De la même façon, je suis sûre que tout musulman doit crever d’envie qu’un Occidental comme le maire de Cannes ou bien Jean-François Lisée vienne le libérer. En tout cas moi, si j’étais par exemple Algérienne, je trépignerais d’impatience qu’un bon Français, dont les ancêtres ont décimé le tiers de mon peuple, vienne me civiliser jusqu’au bout des ongles en m’expliquant comment m’habiller convenablement pour ne pas le heurter.

Surtout que généralement, quand je m’habille d’une certaine façon, c’est parce que je voudrais que tout le monde s’habille pareil. Quand des Musulmanes portent le voile, c’est clairement du prosélytisme et on fait bien de se méfier. Leur but, à «ces gens-là», n’est pas de s’habiller en cohérence avec les normes d’un cadre social donné, mais bien d’effacer «les nôtres». Les hipsters du Mile-End, leur véritable objectif, c’est de conquérir Montréal au complet. Pis la prochaine étape, c’est Québec. Attention à tes friperies, Labeaume, les prix vont tripler!
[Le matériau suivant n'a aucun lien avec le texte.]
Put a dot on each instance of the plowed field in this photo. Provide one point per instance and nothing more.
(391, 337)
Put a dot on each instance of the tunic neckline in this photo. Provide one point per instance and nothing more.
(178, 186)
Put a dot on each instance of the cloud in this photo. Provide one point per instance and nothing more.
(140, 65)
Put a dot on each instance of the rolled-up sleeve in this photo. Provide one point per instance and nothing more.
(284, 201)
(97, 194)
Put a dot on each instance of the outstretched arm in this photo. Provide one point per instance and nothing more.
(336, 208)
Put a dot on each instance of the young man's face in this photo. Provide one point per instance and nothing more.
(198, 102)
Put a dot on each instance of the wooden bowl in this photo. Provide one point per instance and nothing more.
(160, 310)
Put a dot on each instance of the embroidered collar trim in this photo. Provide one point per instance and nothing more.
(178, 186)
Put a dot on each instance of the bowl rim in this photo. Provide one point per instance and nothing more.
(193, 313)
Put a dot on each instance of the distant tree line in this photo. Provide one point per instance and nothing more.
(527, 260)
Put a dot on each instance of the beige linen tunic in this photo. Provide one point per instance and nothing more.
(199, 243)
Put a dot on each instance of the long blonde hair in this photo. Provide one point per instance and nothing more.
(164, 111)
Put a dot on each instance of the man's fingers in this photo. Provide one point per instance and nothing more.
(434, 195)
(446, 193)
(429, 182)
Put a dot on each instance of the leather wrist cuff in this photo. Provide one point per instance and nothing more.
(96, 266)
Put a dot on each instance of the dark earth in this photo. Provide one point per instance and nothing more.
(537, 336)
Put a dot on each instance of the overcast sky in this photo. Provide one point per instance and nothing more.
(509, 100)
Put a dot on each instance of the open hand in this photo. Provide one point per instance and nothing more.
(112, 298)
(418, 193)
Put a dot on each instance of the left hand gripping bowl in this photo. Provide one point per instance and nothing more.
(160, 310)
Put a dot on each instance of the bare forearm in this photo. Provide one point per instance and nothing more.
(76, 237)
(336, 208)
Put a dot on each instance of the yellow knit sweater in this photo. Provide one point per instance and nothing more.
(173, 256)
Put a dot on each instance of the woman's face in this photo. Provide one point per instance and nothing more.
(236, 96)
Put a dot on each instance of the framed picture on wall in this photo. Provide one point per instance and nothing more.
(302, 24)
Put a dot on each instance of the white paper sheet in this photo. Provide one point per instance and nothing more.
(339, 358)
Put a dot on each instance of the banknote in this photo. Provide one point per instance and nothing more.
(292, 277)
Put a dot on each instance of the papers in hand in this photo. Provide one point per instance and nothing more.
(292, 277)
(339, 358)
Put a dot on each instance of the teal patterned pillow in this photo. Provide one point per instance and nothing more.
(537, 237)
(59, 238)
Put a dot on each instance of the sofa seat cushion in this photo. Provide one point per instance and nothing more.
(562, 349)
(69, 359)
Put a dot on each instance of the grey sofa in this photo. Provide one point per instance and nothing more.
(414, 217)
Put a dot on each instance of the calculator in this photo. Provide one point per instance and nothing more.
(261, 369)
Une France socialiste et féministe?

Non mais, arrêtons ce délire. Qui sont les «socialistes» saouls qui ont soutenu l’interdiction du burkini en France? Je ne crois pas que le comité central ait approuvé. Ou bien ils ont mis leurs doigts dans la prise d’électricité de leur soviet de quartier!

Qui a bien pu se dire que l’argument de la sécurité n’était pas loufoque? Parce qu’un vacancier a photographié des femmes en burkini comme on photographie des animaux en cage et que la scène a dégénéré, on s’est dit qu’on supprimerait le comportement intoléré plutôt que l’intolérance?

Parce que les Français, tout d’un coup, sont les champions mondiaux du féminisme? J’en conclus donc que je ne me ferai plus harceler dans la rue la prochaine fois que j’irai à Paris, qu’il y a désormais la parité homme/femme à l’Élysée, que plus aucune Française ne torche son mari, qu’il n’y a plus d’agressions sexuelles, de violence conjugale ni de commentaire sur le cul de la secrétaire dans tout l’Hexagone? Eh bien, je me réjouis soudainement de mes origines! Je fais agrandir et laminer mon passeport sur le champ.

Blanche libération

Personne ne pense que le voile intégral est un symbole de libération des femmes. Mais pour ma part, je ne me sens pas très libérée non plus par les bikinis «push-up», les régimes et les traitements anti-cellulite. Qu’on nous demande de cacher nos corps ou qu’on exige d’eux qu’ils répondent aux attentes érotiques déraisonnables du patriarcat, aucune femme, voilée ou dévoilée, ne semble encore s’être complètement défaite de l’emprise masculine. Nous serons réellement libres le jour où nous irons à la plage avec le maillot qui nous chante.

Mais surtout, qui pensait que le Blanc (ou même la Blanche) qui dicte aux autres comment se comporter était un symbole de libération? Qui aiguise le couteau du racisme avec la pierre du féminisme? En France comme ici, les membres du groupe racial dominant n’ont pas la supériorité morale pour indiquer aux Musulmanes comment s’habiller et en quelles circonstances. Ils ont au contraire un devoir de réserve après autant de siècles à tyranniser le reste de la planète.

Qui aiguise le couteau du racisme avec la pierre du féminisme?

Il faut pouvoir penser le racisme pour lui-même, à côté du sexisme, bien qu’imbriqué avec lui. Comme deux roues d’un mécanisme mais qui tournent pourtant chacune autour de leur propre axe. Ces deux systèmes d’exploitation et d’oppression ont des conséquences graves qui ne peuvent pas être hiérarchisées. Ne pas considérer l’enjeu du racisme dans les luttes féministes, c’est tout simplement… raciste.

Noyer les minoritaires

De toute façon, d’un point de vue pratique, soyons honnêtes. Qu’adviendra-t-il des porteuses de burkini? Troqueront-elles leurs habits couvrants pour des triangles étriqués aux couleurs criardes? Bien sûr que non. Elles ne pourront tout simplement plus aller aux plages des municipalités ayant adopté la nouvelle législation. Un gros gain pour la cause des femmes!

Et si l’on passait la nouvelle règle à l’échelle de la France, non seulement pour les plages, mais également pour les piscines, qu’adviendrait-il? Une amie qui a été sauveteuse pendant des années me suggérait, pour souligner l’absurdité de la situation : «Tant qu’à ne pas leur apprendre à nager, on pourrait directement les noyer!» Noyer les cultures et les pratiques minoritaires, n’est-ce pas un peu le rêve de tout bon Blanc républicain?